I operate with the parabola definition $\tag{1} \|X-F\| = distance(X, L)$, where $F=(f, g)$ is the focus point, $X=(x, y)$ is a point on the parabola, $L = \{Y | (Y-P)N = 0 \}$ is the directrix line, $N = (a, b)$ is unit-vector normal to the directrix (i.e. $a^2+b^2=1$), $P=(p,q)$ is a point on the directrix.
$distance(X,L) = |(X-P)N| = |(x-p, y-q)(a,b)| = |a(x-p) + b(y-q)|$
If I plug that back into $1$, I get:
$\sqrt{(x-f)^2 + (y-g)^2} = |a(x-p) + b(y-q)| \implies$ $\left(x-f\right)^2 + \left(y-g\right)^2 = \left( a \left( x-p \right) + b \left( y-q \right) \right)^2 \implies$ $\tag{2} k_{x^2}x^2 + k_{y^2}y^2 + k_{xy}xy + k_{x}x + k_{y}y + k = 0$
Where $$ k_{x^2} = a^2-1 ;\\ k_{y^2} = b^2-1 ;\\ k_{xy} = 2ab ;\\ k_{x} = 2(f - a^2p - abq) ;\\ k_{y} = 2(g - abp - b^2q) ;\\ k = a^2p^2+2abpq+b^2q^2-f^2+g^2 $$
How can I derive necessary conditions for the constant coefficients, in order for the equation to be for a parabola?

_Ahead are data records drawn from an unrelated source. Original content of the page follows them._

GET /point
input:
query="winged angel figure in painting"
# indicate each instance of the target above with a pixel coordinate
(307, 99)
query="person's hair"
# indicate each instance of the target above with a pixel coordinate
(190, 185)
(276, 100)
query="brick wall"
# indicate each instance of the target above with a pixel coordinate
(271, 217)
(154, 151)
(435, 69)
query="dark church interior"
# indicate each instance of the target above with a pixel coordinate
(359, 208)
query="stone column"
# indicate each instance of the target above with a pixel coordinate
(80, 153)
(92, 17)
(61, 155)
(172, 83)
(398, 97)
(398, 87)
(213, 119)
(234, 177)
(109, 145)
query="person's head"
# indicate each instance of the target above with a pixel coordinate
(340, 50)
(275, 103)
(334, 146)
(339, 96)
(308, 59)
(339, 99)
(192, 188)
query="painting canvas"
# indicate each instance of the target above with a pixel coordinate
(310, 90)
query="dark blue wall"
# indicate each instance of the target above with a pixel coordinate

I suppose we need to prove that not at least one of $k_x, k_y$ should be $\ne 0$, but I don't know how to prove that (by using the parabola definition in equation $1$ above).
We know that $N \ne (0, 0)$, so not both $a, b$ can be $0$. However, even proving at least one of $P, F$ has to be non-0 also is out of my reach for now. When $P=F=0$, I get $(a^2-1)x^2 - y^2 + 2a\sqrt {1-a^2} xy = 0$, and I'm stuck in proving that's not a parabola.
Thanks!
Context
Starting with a wrong premise that the sufficient condition for a parabola is $ab=c^2$, I started the question for the first part of the generic parabolic equation here.
Now, thanks to getting an answer to that question, I understood that that's neither sufficient nor even correct condition, and since the recommendation is to start a new question, that's what I'm doing here, with the wish to get to the generic parabolic equation, together with the sufficient conditions.
Given the parabola directrix
$$ p = p_0 + \lambda \vec v,\ \ \ \|\vec v\|=1 $$
and the focus $f$, with $q = (x,y)'$, the parabola has the property:
$$ \|f-q\|^2=\|q-p_0-((q-p_0)\cdot\vec v)\vec v\|^2 $$
so developing and grouping terms we arrive at
$$ q'\cdot(\vec v\cdot\vec v')\cdot q-2(f+(\vec v\cdot\vec v'-I_2)\cdot p_0)\cdot q+\|f\|^2-p_0'\cdot (\vec v\cdot\vec v'-I_2)\cdot p_0=0 $$
here
$$ \vec v\cdot\vec v'=\left(\matrix{v_x^2&v_xv_y\\ v_xv_y & v_y^2}\right)\\ I_2=\left(\matrix{1&0\\ 0 & 1}\right) $$
Now given a quadratic $q'\cdot M\cdot q+B\cdot q + C=0$ it is a parabola if $M$ can be written in the form
$$ M = \left(\matrix{a^2& a b\\ a b& b^2}\right),\ \ \ a^2+b^2\ne 0 $$
and also
$$ (f-p_0)\times\vec v\ne \vec 0 $$
NOTE
The involved parameters are
$$ \cases{ p_0\ \ \, (2)\\ f\ \ \ \ (2)\\ \vec v\ \ \ \ (2) } $$
and the conditions are
$$ \cases{ \|\vec v\| \ne 0\ \ \ \ \ \ \ \ \ \ \ \ \ \ \ \ \ (1)\\ (f-p_0)\times\vec v \ne 0 \ \ (1) } $$
so we have $(6)-(2)=(4)$ characteristic parameters. Now regarding the form
$$ a x^2+b x y + c y^2+d x+ e y + g=0 $$
we have $(6)$ free parameters and $(2)$ conditions to establish a parabola, remaining $(4)$ characteristic parameters.